-
Notifications
You must be signed in to change notification settings - Fork 33
Avoiding generic programming pitfalls
Excessive generic function specialization can lead to large executables, and added instruction cache pressure can eliminate any performance benefit. By default, a Clay function with no type information will specialize for every set of input types it's given:
muladd(a, b, c) = a * b + c; // A separate muladd function will be compiled for every set of input types
For small functions that will likely be inlined, the cost will be minimal, but for a large function, this is problematic.
An obvious way to curtail the number of instances is to explicitly limit the set of allowed types:
// Only allow int inputs
muladd(a: Int, b: Int, c: Int) = a * b + c;
// Only allow Int or Float inputs
[A, B, C | allValues?(T => inValues?(T, Int, Float), A, B, C)]
muladd(a: A, b: B, c: C) = a * b + c;
Limiting to a small set of types may be undesirable, especially when dealing with various different-sized integer or floating-point types. If a function operates on a related group of types, it can convert those types to a canonical "funnel" type:
// Generic wrapper accepts any set of Integer? types and funnels them down to Int64
[A, B, C | allValues?(Integer?, A, B, C)]
muladd(a: A, b: B, c: C) = muladd(Int64(a), Int64(b), Int64(c));
// Principal overload implements the actual operation
overload muladd(a: Int64, b: Int64, c: Int64) = a * b + c;
The size of the generic stub will then be minimal—only the size of the conversions and the call to the principal overload—while only one instance of the actual body of the function needs to be generated.
Often, a function contains a large body of generic code with only a small amount of behavior that needs to be specialized on the type of its arguments. For example, the following function doesn't need to care about the types of its lastname, firstname, and address functions beyond whether bindStatement accepts them as arguments:
saveClient(db: DB, lastname, firstname, address) {
var stmt = DBStatement(db, "insert into clients (lastname, firstname, address) values (?, ?, ?)");
bindStatement(stmt, 0, lastname);
bindStatement(stmt, 1, firstname);
bindStatement(stmt, 2, address);
execStatement(stmt);
}
Nonetheless, saveClient will be instantiated for every set of input types.
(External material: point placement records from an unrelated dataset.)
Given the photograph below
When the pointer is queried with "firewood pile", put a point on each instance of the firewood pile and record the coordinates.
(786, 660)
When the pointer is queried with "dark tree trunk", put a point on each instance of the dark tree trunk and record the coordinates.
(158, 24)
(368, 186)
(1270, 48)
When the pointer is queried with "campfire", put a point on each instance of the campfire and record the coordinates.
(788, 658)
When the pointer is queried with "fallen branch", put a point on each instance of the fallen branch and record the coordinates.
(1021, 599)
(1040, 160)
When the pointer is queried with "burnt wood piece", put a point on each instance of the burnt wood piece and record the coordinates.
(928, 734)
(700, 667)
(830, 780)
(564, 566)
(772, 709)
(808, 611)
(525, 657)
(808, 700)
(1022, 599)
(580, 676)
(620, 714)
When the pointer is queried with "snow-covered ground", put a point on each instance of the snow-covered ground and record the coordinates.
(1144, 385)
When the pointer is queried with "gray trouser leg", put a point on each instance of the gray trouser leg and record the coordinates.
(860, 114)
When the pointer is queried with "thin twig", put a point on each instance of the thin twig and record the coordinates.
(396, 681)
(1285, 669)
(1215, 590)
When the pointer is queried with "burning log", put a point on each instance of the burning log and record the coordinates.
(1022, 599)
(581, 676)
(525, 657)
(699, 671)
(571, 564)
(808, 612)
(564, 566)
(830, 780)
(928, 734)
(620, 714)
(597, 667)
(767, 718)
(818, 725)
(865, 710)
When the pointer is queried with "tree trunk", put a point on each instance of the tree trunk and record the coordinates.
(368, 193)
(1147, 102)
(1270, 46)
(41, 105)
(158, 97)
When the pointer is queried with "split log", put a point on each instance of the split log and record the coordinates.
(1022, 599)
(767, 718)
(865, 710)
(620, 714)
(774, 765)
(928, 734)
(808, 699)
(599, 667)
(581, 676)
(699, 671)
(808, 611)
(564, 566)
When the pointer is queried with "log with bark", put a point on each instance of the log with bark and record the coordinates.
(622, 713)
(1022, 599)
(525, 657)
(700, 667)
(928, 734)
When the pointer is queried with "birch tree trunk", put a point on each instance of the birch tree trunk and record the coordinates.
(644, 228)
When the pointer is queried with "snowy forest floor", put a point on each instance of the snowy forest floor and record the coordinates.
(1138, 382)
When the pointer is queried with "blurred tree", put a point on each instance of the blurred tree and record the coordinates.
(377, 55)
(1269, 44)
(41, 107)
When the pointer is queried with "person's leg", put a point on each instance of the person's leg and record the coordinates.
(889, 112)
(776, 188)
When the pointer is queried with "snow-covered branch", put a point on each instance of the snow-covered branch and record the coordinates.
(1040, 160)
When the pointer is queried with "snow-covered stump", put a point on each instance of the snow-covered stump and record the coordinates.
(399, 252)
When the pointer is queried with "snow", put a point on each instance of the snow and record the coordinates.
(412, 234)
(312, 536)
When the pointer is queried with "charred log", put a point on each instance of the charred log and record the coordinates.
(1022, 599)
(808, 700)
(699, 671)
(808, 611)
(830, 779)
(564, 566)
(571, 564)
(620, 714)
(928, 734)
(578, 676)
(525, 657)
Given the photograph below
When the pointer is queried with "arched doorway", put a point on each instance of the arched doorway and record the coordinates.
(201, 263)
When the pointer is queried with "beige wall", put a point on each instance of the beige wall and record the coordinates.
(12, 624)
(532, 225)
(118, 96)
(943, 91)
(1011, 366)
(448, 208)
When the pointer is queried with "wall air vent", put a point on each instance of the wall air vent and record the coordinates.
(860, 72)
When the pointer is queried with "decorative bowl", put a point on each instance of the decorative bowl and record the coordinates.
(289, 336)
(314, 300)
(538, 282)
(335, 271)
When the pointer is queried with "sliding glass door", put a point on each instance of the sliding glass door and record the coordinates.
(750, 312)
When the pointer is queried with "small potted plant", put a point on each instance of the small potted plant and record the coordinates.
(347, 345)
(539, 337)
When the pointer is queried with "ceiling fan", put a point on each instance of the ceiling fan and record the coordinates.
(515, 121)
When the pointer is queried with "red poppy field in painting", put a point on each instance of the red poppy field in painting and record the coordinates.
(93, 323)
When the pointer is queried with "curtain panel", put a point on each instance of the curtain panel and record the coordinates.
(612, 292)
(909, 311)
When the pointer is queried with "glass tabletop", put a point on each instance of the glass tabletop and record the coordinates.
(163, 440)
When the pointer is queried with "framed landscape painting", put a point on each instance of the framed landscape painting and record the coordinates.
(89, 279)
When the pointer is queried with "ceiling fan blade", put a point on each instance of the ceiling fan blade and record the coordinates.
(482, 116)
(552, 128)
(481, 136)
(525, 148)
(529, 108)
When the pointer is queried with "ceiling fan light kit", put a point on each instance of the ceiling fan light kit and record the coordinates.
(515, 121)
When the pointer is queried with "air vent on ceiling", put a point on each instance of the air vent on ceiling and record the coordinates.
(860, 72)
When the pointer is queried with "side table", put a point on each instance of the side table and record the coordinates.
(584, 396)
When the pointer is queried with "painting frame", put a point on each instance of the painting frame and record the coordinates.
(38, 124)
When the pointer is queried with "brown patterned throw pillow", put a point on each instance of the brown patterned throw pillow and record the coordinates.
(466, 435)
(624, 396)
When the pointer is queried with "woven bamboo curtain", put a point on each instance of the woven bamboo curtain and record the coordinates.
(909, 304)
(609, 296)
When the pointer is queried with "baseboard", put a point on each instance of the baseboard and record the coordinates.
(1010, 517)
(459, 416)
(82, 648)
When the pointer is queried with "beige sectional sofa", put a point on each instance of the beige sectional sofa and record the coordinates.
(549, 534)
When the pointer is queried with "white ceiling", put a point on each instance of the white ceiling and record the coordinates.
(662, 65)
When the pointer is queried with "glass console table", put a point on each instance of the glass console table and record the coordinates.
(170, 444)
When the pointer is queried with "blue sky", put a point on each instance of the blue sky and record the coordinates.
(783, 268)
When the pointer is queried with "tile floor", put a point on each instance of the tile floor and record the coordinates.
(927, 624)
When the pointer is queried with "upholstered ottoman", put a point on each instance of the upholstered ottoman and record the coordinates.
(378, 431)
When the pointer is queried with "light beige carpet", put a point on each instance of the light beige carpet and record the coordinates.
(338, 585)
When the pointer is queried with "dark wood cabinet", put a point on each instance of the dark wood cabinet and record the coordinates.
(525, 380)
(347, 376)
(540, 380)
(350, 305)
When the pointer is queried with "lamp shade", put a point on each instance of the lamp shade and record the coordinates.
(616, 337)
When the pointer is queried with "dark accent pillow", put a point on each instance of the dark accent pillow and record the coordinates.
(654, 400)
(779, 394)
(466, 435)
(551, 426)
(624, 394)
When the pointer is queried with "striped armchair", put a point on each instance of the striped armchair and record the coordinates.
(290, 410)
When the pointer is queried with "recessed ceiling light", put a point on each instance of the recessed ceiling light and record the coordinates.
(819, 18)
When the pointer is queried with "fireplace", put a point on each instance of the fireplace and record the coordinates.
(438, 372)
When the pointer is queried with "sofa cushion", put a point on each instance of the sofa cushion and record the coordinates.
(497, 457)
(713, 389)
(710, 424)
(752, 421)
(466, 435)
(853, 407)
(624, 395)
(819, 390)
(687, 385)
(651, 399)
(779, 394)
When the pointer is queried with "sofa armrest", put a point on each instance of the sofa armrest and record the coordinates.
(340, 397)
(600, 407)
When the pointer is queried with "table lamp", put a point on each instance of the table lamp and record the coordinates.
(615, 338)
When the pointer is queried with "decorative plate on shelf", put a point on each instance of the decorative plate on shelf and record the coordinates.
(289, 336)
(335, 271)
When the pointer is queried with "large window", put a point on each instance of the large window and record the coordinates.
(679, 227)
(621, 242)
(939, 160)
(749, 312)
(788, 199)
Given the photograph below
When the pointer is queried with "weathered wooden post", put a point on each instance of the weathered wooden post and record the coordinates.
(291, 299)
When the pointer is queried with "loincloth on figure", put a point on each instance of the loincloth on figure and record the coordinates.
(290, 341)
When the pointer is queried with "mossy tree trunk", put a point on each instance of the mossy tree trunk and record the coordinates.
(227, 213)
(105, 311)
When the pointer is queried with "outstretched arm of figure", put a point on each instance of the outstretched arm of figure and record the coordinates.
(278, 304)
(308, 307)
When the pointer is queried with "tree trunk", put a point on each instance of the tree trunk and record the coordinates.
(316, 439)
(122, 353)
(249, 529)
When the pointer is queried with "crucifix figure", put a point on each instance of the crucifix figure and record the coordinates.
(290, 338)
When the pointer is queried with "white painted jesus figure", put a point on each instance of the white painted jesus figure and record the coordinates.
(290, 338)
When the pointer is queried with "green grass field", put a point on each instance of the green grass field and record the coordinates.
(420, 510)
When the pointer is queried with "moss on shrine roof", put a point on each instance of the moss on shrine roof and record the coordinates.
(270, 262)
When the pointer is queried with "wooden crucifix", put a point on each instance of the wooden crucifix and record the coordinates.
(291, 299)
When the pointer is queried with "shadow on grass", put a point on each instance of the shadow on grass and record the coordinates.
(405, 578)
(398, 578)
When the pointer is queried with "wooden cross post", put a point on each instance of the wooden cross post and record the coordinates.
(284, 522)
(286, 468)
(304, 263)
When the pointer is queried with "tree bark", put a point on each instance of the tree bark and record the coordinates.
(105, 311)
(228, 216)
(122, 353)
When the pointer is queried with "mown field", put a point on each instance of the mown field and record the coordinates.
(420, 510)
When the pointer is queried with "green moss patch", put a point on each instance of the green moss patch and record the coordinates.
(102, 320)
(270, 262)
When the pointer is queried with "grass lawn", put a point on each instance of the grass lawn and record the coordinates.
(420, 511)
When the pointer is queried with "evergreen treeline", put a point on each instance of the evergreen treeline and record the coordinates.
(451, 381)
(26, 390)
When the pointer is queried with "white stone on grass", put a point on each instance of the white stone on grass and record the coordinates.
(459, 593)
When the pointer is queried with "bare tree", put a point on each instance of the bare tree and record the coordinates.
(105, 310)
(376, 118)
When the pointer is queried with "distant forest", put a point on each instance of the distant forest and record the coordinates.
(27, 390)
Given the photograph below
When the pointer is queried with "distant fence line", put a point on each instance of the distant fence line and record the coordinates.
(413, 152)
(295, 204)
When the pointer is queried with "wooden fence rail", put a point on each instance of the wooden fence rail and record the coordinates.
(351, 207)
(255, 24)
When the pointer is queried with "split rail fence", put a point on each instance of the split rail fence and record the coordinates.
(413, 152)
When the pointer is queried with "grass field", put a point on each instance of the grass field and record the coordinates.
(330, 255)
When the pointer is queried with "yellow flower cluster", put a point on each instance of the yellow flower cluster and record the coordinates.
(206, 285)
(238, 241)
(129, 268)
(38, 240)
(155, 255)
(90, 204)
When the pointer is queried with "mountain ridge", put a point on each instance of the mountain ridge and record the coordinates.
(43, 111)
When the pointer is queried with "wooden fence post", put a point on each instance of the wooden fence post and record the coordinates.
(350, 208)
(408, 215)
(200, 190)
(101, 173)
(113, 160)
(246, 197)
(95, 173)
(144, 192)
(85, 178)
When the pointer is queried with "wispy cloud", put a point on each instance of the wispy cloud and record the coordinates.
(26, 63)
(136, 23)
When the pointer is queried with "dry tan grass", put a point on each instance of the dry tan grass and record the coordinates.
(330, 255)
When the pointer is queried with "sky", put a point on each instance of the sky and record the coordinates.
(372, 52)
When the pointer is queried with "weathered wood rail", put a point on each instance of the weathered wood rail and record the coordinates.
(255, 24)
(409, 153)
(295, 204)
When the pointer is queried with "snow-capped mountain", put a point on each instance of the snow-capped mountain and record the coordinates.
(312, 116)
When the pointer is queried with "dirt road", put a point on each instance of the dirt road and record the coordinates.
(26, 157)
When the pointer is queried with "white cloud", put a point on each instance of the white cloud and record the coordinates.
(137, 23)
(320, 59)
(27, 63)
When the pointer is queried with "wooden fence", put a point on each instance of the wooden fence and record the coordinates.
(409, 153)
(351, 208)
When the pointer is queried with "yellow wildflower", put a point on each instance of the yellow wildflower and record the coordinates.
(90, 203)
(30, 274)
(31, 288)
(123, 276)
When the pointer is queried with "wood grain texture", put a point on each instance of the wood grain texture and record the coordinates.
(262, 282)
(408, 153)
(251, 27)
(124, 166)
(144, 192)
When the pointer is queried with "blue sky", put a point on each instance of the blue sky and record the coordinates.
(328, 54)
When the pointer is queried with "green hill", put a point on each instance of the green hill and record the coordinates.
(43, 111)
However, we can funnel the desired input types into a variant type, and use the * dynamic dispatch operator to dispatch to specialized bindStatement calls:
variant ClientField = String | StringConstant | UTF8String;
[L, F, A | allValues?(T => VariantMember?(ClientField, T), L, F, A)]
saveClient(db: DB, lastname: L, firstname: F, address: A) {
saveClient(ClientField(lastname), ClientField(firstname), ClientField(address));
}
overload saveClient(db: DB, lastname: ClientField, firstname: ClientField, address: ClientField) {
var stmt = DBStatement(db, "insert into clients (lastname, firstname, address) values (?, ?, ?)");
bindStatement(stmt, 0, *lastname);
bindStatement(stmt, 1, *firstname);
bindStatement(stmt, 2, *address);
execStatement(stmt);
}
With this code, only the conversion stub and bindStatement need to be specialized; the main body of saveClient requires only one instance for all of the member types of ClientField.